This paper attempts to give a genealogical account of nutritional studies in earlytwentieth century Japan.
B. S. Turner (1992) has argued that nutritional studies have played a major role in the rationalization of diet, which accompanied the general rationalization of society (i.e. the rationalization of economy, life, etc.) However, nutritional studies were first institutionalized as an independent discipline in Taisho Japan, earlier than in any other western industrialized nations at the time. I argue that the development of Japan's nutritional studies had little to do with its societal rationalization, but was rather a product of various contingent power-relations, which are not one.
The idea of 'nutrition' was first introduced into Japan when the disease kakke (beriberi) among naval men were becoming of great political concern. Then, there was the frequent occurrence of kome-soudou (rice riots) when it was finally agreed in the Diet to found the first national institution for nutritional studies in 1920. It was rather a historical process characterized by discontinuities brought by political as well as economic requirements particular to certain social spaces.
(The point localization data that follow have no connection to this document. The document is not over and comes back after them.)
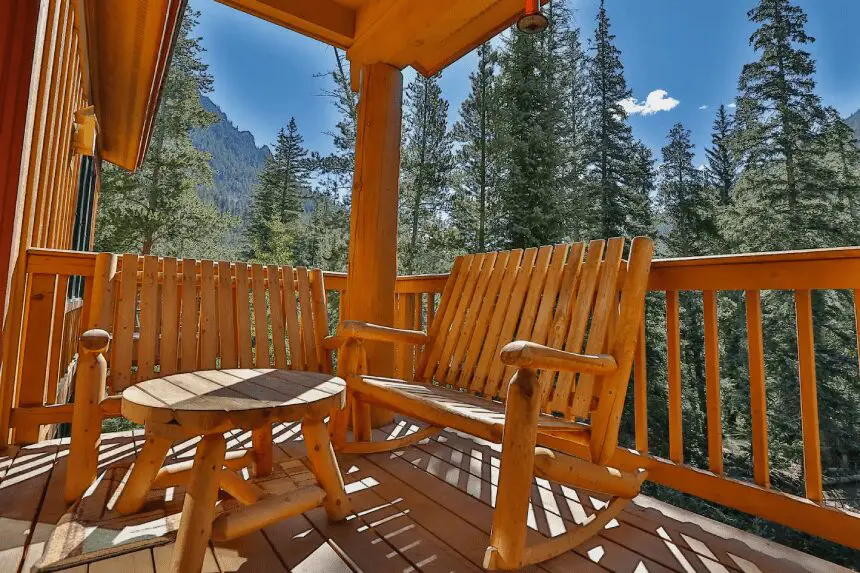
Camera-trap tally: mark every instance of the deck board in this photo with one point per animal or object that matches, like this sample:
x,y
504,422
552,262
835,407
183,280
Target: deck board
x,y
427,507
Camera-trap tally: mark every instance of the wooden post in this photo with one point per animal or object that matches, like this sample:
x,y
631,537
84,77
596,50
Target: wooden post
x,y
373,223
86,416
508,535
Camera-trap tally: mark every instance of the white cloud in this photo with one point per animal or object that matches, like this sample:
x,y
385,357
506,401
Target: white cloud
x,y
657,100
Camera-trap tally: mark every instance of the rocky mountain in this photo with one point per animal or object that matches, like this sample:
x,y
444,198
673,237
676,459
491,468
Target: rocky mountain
x,y
236,161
Moreover, there was a wider and more fundamental discontinuity that has led the prosperity of Japan's nutritional studies. It was a break between social spaces, between Japan and the industrialized west. As many have pointed out, people had developed a severe inferior complex throughout the early 20th century in Japan, in terms of body size compared to westerners. It was in this situation that nutritionists suggested a seemingly most effective way of overcoming these gaps. Better nutrition was deemed so important since it promised them a bigger and stronger body, and therefore, the making of modern strong nation.